Les os de la mâchoire supérieure s’articulèrent autour de la boîte crânienne, permettant à l’animal d’ouvrir grand sa gueule.
Le cerveau et ses zones sensorielles s’agrandirent, en particulier les lobes olfactifs.
Au cours du Mésozoïque, ils se différencièrent en deux lignées séparées :
Les Requins vrais, prédateurs et nageurs rapides
Les Raies, les Torpilles et les Batoïdes, spécialisés pour la vie sur le fond
Une explosion d'espèces
Cette explosion des nouveaux requins est certainement la mieux documentée puisque près de 2 350 espèces fossiles datant des 200 derniers millions d'années de l'histoire de la vie ont été décrites par les spécialistes.
C'est probablement au Jurassique inférieur ou moyen (il y a 180 millions d'années environ) qu'apparaissent les premiers requins de type requins dormeurs (hétérodontiformes), requins-nourrices (orectolobiformes) ou roussettes (carcharhiniformes).
Un requin dormeur taureau actuel. By Ynk
A la même période, d'autres espèces vont évoluer différemment pour donner naissance à des requins tels que les requins grisets (hexanchiformes), les aiguillats (squaliformes), les anges de mer (squatiniformes) et les raies (batoïdes).
Protospinax sp., Batoïde du Jurassique Supérieur. Museum d'Histoire Naturelle, Paris
La mer chaude et peu profonde du Crétacé va être le centre d'une intense activité animale et, de ce fait, constituer un immense réservoir de proies, favorisant naturellement une importante recrudescence des prédateurs, au premier rang desquels les requins.

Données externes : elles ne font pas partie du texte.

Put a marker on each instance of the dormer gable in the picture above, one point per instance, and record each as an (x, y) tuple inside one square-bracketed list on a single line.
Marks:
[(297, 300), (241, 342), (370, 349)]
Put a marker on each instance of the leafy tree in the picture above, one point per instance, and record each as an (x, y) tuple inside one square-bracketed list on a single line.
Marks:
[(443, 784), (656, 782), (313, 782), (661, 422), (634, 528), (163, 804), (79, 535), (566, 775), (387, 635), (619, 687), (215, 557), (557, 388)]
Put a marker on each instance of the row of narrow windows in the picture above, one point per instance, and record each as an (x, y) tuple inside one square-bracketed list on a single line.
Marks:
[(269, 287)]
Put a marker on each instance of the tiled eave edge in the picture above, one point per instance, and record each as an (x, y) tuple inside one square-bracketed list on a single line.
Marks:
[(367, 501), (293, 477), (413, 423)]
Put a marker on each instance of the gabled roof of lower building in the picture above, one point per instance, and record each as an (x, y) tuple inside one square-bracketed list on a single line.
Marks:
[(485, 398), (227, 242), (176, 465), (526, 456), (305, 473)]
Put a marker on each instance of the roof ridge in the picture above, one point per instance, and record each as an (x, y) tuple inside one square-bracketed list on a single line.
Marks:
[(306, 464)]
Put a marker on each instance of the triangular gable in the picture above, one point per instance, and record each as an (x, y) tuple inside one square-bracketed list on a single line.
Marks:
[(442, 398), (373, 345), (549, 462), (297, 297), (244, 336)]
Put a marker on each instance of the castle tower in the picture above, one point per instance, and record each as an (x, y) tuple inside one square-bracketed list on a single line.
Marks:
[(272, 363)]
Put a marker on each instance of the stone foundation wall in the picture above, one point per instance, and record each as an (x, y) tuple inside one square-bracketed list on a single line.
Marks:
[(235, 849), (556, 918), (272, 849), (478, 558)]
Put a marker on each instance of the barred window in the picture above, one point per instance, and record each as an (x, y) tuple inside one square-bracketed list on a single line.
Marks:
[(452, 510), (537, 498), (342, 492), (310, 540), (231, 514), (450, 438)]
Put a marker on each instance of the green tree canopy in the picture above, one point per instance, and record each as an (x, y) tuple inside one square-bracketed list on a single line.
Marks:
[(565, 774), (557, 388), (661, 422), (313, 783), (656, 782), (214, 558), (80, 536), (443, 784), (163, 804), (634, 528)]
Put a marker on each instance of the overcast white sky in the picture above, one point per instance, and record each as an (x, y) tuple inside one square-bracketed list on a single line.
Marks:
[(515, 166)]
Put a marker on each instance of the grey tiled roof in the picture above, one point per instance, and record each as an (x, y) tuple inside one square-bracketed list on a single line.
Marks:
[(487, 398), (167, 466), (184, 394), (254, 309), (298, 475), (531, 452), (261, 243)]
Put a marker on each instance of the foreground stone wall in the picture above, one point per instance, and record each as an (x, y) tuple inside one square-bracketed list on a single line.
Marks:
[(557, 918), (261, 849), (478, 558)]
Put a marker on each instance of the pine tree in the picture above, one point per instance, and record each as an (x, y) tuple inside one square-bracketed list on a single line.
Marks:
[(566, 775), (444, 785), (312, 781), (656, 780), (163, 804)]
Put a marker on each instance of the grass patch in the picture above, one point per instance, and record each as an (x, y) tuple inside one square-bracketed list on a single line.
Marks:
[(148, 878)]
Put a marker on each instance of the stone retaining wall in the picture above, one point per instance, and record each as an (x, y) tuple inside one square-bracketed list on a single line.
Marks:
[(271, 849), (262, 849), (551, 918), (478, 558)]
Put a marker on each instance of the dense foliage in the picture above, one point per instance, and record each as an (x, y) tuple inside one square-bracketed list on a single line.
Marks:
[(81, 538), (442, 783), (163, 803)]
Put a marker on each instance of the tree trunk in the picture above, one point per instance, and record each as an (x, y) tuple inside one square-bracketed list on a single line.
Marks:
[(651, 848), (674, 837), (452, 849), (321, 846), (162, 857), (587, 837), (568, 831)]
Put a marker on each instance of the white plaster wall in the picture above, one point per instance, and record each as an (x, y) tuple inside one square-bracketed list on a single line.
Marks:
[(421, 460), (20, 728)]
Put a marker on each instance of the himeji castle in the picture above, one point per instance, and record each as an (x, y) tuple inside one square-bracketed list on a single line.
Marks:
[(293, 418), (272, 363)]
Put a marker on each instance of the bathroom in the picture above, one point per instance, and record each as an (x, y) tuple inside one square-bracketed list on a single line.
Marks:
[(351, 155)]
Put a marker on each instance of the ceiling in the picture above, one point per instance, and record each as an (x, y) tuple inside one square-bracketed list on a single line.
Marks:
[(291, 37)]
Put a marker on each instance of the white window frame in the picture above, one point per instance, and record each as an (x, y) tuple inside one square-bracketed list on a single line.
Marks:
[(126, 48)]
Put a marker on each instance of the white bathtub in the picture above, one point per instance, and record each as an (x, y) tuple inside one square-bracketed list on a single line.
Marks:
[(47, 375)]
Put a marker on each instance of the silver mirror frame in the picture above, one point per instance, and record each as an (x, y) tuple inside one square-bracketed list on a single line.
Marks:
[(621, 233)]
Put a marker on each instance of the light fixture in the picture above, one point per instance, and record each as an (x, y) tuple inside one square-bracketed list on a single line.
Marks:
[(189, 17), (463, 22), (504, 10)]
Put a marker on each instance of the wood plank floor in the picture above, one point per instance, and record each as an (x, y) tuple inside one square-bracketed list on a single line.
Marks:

L'un des cas les plus spectaculaires est certainement celui des Lamniformes, qui apparaissent il y a près de 140 millions d'années (Protolamna) et formeront le groupe des grands prédateurs.
Cette formidable radiation va à nouveau s'interrompre avec la crise qui marque la fin du Crétacé et qui touchera près de la moitié des genres fossiles auparavant connus.
Les requins et les raies, bien que très affectés, vont retrouver de leur superbe et se diversifier à partir de l'Eocène pour évoluer progressivement vers les espèces que l'on connaît aujourd'hui, à quelques exceptions près, comme le géant Carcharocles megalodon.
De nos jours, la petite trentaine d'espèces de chimères représente les survivants du formidable groupe des holocéphales, qui est, semble-t-il, apparu vers la fin du dévonien, mais dont l'origine reste plus que mystérieuse, même si, pour certains chercheurs, il s'agirait d'un groupe de requins un peu particuliers du paléozoïque.
Chimère commune (Chimaera monstrosa) atteint 150 cm pour 3 kg.
Sur les Chimères, tous les paléontologues ne sont pas d’accord et leur classification fait l’objet d’une controverse. Certains pensent que ce sont les derniers représentants de la classe des Placodermes (poissons cuirassés), privés de la cuirasse.